Die Co-Kreisvorsitzende, Anne Jürgens, bezeichnete den Vertrag als „Zerreißprobe für die SPD bundesweit“ und forderte eine grundlegende inhaltliche und personelle Kurskorrektur der Parteispitze.

„Der Vertrag ist nicht der große Wurf, den unser Land bräuchte. Er spiegelt in vielen Bereichen unser schlechtes Wahlergebnis wider und es schmerzt, der Union solche Konzessionen zu machen“, erklärte der Co-Kreisvorsitzende Tim Tugendhat. „Es gilt, im Handeln klarzumachen, wofür die SPD steht. Wir dürfen uns in einer solchen Koalition – sollten wir sie eingehen – nicht den Schneid abkaufen lassen. Sonst verlieren wir unsere Glaubwürdigkeit.“

Jusos initiieren deutliche Positionierung

Die Initiative ging vom Juso-Kreisverband Heidelberg aus, der den Koalitionsvertrag in einem ausführlichen Antrag analysierte und scharf kritisierte. Zentrale Punkte der Kritik betreffen vor allem die fehlende Steuerfairness, die Rückkehr zu Sanktionen im Bürgergeld, migrationspolitische Verschärfungen sowie unzureichende Maßnahmen beim Klimaschutz und in der Bildungs- und Arbeitsmarktpolitik.

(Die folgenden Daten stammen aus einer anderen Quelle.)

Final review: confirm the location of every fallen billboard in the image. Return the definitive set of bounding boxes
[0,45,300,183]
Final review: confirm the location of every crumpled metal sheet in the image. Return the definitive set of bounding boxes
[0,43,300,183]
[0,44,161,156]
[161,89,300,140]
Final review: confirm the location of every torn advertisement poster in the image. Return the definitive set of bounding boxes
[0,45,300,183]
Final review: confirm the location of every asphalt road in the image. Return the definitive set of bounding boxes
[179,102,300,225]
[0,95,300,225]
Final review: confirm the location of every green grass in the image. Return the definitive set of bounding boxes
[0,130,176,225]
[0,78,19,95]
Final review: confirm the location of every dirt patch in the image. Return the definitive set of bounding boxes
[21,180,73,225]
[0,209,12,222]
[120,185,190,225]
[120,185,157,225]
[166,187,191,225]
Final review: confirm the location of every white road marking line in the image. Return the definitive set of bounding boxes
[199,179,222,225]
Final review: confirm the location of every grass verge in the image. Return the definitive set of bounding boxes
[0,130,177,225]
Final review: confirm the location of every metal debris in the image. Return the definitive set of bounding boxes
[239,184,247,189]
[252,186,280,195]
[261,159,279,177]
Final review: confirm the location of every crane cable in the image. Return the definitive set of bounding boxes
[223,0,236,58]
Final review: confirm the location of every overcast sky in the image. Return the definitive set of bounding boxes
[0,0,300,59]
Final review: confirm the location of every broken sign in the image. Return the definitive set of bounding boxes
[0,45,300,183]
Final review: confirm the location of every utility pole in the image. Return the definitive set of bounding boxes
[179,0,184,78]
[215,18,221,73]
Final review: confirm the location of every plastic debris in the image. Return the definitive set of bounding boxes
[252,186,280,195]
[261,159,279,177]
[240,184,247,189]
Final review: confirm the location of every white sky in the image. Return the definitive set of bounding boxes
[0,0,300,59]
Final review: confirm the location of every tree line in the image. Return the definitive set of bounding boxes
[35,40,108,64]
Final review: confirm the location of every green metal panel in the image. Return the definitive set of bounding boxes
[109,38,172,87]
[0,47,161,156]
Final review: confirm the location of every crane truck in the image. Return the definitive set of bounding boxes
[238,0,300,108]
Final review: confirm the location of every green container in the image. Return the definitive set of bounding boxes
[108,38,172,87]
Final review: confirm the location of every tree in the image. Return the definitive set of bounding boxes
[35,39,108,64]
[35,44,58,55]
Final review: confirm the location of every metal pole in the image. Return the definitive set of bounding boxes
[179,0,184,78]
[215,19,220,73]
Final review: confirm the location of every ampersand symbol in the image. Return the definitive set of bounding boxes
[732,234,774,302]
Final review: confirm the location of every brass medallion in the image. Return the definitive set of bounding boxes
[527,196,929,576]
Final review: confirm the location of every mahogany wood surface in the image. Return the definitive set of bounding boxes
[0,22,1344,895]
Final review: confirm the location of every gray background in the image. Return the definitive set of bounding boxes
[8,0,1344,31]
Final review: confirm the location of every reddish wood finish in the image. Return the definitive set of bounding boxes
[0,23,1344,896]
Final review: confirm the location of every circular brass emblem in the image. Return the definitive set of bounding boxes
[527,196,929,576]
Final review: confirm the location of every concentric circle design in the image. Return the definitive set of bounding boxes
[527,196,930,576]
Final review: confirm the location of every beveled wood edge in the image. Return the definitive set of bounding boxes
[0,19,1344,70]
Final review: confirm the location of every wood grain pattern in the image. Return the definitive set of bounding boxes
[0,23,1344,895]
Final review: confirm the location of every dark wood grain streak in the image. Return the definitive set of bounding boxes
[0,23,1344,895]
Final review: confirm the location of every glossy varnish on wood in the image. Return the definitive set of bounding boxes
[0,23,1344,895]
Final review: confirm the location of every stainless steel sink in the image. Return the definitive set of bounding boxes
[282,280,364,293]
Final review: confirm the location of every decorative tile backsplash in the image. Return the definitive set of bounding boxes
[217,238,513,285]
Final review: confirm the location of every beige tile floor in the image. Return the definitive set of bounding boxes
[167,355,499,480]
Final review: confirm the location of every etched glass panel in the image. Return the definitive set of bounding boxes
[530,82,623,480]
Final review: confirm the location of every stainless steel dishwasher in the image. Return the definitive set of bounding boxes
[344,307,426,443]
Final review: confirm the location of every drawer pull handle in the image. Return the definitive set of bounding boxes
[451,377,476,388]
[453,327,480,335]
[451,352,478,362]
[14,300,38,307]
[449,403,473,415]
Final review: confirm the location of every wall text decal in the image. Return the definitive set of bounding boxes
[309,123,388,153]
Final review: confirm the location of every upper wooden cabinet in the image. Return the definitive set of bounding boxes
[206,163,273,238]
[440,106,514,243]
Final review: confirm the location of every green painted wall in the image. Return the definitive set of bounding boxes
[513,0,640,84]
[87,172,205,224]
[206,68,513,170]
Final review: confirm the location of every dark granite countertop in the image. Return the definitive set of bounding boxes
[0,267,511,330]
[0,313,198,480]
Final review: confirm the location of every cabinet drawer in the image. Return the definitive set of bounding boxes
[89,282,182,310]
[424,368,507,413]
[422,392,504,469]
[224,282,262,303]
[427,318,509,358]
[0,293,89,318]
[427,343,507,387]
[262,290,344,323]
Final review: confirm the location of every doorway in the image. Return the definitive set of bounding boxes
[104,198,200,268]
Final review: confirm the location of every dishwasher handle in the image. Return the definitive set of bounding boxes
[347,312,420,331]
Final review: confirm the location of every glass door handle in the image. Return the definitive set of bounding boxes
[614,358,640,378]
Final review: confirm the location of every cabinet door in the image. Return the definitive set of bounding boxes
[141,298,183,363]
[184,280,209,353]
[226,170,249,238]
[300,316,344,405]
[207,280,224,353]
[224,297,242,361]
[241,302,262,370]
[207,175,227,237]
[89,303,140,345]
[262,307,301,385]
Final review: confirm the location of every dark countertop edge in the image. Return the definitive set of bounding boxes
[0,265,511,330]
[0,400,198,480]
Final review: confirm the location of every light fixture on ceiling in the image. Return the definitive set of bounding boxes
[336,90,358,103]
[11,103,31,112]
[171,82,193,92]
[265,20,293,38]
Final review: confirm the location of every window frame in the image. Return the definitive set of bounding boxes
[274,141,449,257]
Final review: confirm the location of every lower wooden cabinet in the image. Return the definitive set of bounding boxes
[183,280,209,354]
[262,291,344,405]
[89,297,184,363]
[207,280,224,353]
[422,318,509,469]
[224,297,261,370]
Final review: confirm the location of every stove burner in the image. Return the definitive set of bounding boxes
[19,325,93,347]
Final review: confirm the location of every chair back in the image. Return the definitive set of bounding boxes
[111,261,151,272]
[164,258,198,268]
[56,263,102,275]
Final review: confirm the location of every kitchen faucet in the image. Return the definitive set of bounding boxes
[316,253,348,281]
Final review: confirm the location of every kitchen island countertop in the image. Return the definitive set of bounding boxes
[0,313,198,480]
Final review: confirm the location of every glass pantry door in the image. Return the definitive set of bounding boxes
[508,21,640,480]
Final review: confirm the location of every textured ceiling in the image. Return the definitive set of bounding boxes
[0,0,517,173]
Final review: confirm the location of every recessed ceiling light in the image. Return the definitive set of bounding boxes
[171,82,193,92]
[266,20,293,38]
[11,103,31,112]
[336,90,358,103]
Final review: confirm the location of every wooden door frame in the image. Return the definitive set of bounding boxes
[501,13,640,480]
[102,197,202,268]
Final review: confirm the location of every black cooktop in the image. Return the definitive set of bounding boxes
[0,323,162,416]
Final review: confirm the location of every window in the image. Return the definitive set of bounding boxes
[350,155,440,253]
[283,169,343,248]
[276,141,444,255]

„Wir erleben hier keine sozialdemokratische Zukunftsagenda, sondern ein konservatives weiter-so ohne wirklichen Gestaltungsanspruch“, so Jannick Schröder als Teil des Sprecher*innenkreises der Jusos Heidelberg. „Unsere Partei muss sich jetzt entscheiden, ob sie den Weg der sozialen Gerechtigkeit weitergehen will – oder ob sie sich einem Koalitionskompromiss beugt, der unsere Grundwerte aushöhlt.“

Scharfe Kritik an Steuer- und Sozialpolitik

Die Jusos bemängeln unter anderem, dass der Koalitionsvertrag keinerlei Fortschritte bei der Vermögensbesteuerung oder der Reform der Erbschaftssteuer vorsieht, während gleichzeitig Unternehmen durch eine geplante Senkung der Körperschaftsteuer ab 2028 entlastet werden sollen. „Das ist keine Umverteilung im Sinne der Gerechtigkeit – das ist eine Kapitulation vor neoliberaler Interessenpolitik“, heißt es im Antrag.
Auch die geplanten Verschärfungen beim Bürgergeld stoßen auf massive Ablehnung. Die Wiedereinführung strenger Sanktionen sei ein Bruch mit dem Versprechen von 2021, ein unterstützendes und aktivierendes Sozialsystem zu schaffen. Sanktionen träfen häufig die Falschen, würden Misstrauen schüren und Betroffene zusätzlich unter Druck setzen, während ihre Wirksamkeit zur Mobilisierung von Menschen für den Arbeitsmarkt mehrfach widerlegt wurde.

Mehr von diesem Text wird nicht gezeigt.